Lewis Wyld

Personal information
- Full name: Lewis Arthur Wyld
- Born: 15 July 1905 Tibshelf, England
- Died: 16 February 1974 (aged 68)

Team information
- Discipline: Track
- Role: Rider

Medal record
Representing Great Britain
Men's track cycling
Olympic Games
| Bronze medal – third place | 1928 Amsterdam | Team pursuit |

= Lew Wyld =

British cyclist (1905–1974)

Lewis Arthur Wyld (15 July 1905 - 16 February 1974) was a British track cyclist who was born in Tibshelf, Derbyshire, he won a bronze medal at the 1928 Summer Olympics.

On 5 August 1928 in Amsterdam, Lew Wyld, along with Frank Southall, Percy Wyld and Harry Wyld, broke the Team Pursuit Olympic Record in a time of 5:01.6, beating the previous record by 9.2 seconds.

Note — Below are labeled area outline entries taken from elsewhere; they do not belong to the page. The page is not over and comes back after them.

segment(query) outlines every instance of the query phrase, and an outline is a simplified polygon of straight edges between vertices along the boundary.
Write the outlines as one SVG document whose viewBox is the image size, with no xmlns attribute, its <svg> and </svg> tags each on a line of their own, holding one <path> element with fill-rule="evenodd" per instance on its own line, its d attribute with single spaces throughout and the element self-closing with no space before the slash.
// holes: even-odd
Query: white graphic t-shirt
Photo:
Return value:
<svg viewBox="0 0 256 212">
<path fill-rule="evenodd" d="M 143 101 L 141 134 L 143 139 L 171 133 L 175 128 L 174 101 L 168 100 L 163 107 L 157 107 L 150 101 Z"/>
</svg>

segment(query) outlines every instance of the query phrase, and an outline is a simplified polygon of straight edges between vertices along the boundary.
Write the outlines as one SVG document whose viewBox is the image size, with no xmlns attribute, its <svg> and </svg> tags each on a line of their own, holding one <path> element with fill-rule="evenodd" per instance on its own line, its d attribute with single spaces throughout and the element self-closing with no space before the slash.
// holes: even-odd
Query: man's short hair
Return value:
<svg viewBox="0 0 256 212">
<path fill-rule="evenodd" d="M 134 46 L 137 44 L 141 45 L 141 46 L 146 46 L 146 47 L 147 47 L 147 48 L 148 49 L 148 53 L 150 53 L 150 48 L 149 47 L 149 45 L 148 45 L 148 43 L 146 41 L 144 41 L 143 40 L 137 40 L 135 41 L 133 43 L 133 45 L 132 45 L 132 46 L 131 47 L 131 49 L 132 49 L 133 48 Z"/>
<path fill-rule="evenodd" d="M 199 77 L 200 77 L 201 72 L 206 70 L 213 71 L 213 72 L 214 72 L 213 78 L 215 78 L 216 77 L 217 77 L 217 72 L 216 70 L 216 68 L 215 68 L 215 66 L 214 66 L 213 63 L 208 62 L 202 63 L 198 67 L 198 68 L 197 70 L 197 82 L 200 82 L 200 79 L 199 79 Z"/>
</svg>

They were only the third team to hold the record since it first began on 10 August 1920, it was broken by 10.2 seconds the next day before standing for nearly 8 years. It is likely the record was broken in the quarter or semi-final round, as they only won a bronze medal, and as they would have proceeded to the finals had the record been broken in the qualifying rounds.